We’ve talked a lot about understanding the value that your brand brings to developing your start-up. If you missed any of those conversations, you can pick them up here.

If the purpose of branding is to facilitate relationships that create emotional-value, then the way you go about developing your brand matters.

No matter what you’ve been told, what you’ve read or even what you’ve seen; there is no magic methodology, no silver-bullet or thaumaturgic process that will produce your brand. A brand is an imperfect, living, breathing organism, and each one takes a commensurate imperfect living, breathing, approach to it’s development.

Process Defined

A branding process is a systematic series of actions directed to an end of creating a “brand.” Typically this process is guided by some set of principles, tools and practices to meet a particular batch of deliverables. Processes are great at producing manufactured, impersonal and relatively predictive outcomes. Branding processes demonstrate a well thought out, defined, repeatable approach to solving a particular problem.

In fact, that’s the whole point of a process. To create a product that is consistent in shape, size, composition and aesthetic. Processed foods. Processing plants. Processing software. All are designed to take something imperfect and raw and magically turn it into something polished and uniform.

Framework Defined

A framework, on the other hand, is a loose and flexible structure which leaves room for other practices, ideas and tools to be included. A framework is a real or conceptual structure intended to serve as a support or guide for the building of something that expands the structure into something useful.

A branding framework is a collection of interrelated and overlapping concepts. It guides your research, hypotheses, experiments and rationales in your brand development, determining what things you will measure and what types of validation you will look for. The framework tends to guide what you notice and what you don’t notice in your brand development. In reality, a framework defines the sandbox you’ll play in.

Branding Process vs Framework

Branding agencies tout their proprietary processes.

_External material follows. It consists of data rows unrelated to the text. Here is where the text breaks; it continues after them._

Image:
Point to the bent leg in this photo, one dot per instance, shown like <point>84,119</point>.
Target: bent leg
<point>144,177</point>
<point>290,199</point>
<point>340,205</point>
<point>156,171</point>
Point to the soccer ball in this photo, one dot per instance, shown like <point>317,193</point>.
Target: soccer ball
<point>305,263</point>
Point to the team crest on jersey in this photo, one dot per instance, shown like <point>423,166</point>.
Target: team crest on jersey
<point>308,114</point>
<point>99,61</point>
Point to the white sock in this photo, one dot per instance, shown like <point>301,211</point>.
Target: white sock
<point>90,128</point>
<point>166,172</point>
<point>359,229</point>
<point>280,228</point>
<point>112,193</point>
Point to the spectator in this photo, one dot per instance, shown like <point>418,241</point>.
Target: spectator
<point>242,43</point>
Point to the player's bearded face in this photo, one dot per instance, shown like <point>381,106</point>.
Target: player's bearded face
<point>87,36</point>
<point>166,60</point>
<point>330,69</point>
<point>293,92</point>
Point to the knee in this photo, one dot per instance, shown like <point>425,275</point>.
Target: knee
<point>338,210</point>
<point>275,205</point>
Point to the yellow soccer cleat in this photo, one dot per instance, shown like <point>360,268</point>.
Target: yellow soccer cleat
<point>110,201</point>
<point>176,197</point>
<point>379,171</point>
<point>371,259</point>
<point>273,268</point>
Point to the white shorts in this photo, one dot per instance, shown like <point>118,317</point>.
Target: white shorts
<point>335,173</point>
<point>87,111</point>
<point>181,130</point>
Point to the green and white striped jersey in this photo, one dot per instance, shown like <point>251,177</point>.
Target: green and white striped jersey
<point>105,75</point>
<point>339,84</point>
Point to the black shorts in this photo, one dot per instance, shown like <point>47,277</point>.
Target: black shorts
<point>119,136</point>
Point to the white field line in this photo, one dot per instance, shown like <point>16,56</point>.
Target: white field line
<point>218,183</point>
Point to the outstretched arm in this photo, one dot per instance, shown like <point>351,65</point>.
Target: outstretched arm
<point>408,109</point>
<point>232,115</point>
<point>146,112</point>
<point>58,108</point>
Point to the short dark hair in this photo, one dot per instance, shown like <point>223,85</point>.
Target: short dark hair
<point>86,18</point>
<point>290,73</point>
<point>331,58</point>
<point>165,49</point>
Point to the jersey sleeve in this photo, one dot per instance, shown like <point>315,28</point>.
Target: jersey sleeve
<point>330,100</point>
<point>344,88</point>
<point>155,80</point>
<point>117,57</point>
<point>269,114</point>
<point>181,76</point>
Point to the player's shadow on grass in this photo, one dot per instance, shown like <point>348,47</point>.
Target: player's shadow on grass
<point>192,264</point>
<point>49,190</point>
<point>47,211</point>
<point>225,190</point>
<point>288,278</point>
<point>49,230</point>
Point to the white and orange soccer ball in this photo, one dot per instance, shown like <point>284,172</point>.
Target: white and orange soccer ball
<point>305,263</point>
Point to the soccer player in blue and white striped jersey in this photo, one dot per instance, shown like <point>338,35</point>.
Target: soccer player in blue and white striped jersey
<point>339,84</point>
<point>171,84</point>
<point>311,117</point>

Numerous “Our Process” portions of branding agencies’ websites usually herald their ability to make branding as simple as making a peanut butter and jelly sandwich. They boast about their skill in manufacturing you a perfect brand.

Even the concept of what a brand is gets boiled down to a set of deliverables: brand positioning, brand story, millennial strategy, brand architecture, brand identity system, brand promise, etc. A living, breathing, organic feeling (a brand) is reduced to a checklist in the hands of a process.

Yet branding isn’t about a process…and isn’t supposed to be easy. These empty check boxes only produce carbon-copy, manufactured, and over-processed – frankly – brandshit.

The truth is brand development is capital “D” Dirty. It’s about putting yourself and your team in a mindset of exploration, translation, cultivation and evolution. To build an extraordinary brand, it takes extraordinary amounts of hard work, intentionality and a whole lot of digging in the dirt.

That’s why a framework is so much more compelling than a process when it comes to brand development. Branding frameworks are powerful because they provide guidance while being flexible enough to adapt to changing conditions, new discoveries and breakthrough insights while utilizing vetted approaches.

Whereas processes create uniformity, frameworks create uniqueness.

If you want to create real relationships and real emotional-value, you have to break from uniformity and embrace uniqueness. Accept the fact that crafting your brand isn’t something that will come from a magic process, but instead something that will grow from the soil of a solid branding framework.

Work to develop your framework. Tinker and test. Play and putter. Dabble and doodle. Plant and prune. Allow yourself to live in a mode of regular discovery and exploration. This is what brand development is all about. Developing your brand is something that will be ongoing, imperfect and ever-evolving…and that’s just the way it should be.